Everywhere else we saw signs of economic development and investment in infrastructure. The train stations themselves, for example, were much improved. The major roads were as good as any in Europe. Museums, parks, and historic buildings had many signs of renovation and frequently were marked with information about the grants the EU has been making to Poland to help it upgrade its infrastructure and achieve parity with the rest of Europe.
Internet in Poland was reliable and easy to find too, as was cell phone coverage. A ten minute stop in the train station and we had SIM cards so we could text family members while travelling. Overall, travelling in Poland was much easier than I remember it being and no harder than travelling in any other foreign country.
I love this: the former dead zone between the Kraków train station and old town, the area which one used to scurry through quickly to avoid the beggars and pickpockets and which we'd warned our kids about, has been replaced with a four story shopping mall.
New malls were everywhere, actually. The nearest one to my wife’s grandmother’s flat in Warszawa is less than half a mile from an old style flea market, which still exists but I expect whose days are numbered.

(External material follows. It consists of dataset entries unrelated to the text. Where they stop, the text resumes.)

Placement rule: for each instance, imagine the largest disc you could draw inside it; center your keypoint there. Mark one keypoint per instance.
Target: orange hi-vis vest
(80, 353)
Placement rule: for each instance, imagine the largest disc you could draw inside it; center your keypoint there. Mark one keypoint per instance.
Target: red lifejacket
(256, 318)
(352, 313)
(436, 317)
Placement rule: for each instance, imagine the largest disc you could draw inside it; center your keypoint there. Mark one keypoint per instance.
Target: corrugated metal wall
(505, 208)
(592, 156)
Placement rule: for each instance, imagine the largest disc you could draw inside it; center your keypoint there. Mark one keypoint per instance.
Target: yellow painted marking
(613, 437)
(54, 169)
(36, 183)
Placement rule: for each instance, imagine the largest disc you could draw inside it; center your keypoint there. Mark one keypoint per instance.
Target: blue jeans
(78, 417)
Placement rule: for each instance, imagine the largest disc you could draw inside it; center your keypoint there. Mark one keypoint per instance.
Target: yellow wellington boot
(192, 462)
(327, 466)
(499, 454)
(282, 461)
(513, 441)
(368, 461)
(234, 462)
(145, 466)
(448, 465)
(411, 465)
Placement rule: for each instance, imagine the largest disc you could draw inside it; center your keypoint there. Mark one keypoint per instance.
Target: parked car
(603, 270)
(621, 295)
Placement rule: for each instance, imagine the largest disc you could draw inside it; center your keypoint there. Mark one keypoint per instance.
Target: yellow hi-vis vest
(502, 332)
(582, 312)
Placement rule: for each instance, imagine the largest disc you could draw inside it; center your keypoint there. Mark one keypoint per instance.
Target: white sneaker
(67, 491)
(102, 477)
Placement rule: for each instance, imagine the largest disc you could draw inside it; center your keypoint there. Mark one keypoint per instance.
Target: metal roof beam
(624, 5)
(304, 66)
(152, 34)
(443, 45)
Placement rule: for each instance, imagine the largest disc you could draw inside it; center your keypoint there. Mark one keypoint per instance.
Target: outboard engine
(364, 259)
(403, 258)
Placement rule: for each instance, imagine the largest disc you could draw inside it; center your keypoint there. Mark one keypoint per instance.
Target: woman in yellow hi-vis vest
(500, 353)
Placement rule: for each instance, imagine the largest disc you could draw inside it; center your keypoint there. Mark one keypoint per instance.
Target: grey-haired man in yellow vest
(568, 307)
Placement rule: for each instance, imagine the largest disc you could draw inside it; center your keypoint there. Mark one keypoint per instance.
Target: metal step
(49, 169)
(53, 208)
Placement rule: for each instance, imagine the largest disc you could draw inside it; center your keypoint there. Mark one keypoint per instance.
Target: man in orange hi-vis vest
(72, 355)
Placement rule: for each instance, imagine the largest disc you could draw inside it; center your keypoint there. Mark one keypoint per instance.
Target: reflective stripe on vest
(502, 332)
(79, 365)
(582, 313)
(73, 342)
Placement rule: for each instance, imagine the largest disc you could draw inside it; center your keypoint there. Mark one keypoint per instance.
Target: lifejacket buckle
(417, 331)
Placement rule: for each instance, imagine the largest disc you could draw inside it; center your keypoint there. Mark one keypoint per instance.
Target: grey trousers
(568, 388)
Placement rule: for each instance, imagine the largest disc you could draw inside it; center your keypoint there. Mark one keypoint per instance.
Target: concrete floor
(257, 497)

All in all, Poland was much easier to travel in that I remembered it being. The country felt optimistic and welcoming, like it was open for business and that the generation that is coming of age might be the first in centuries that has the opportunity to live up to its potential on home soil. We are already trying to figure out when we can go back and have a long list of other places we’d like to visit: Wrocław, Gdańsk, Toruń, Bydgoszcz, Lublin, Posnań, and Malbork, just to name a few.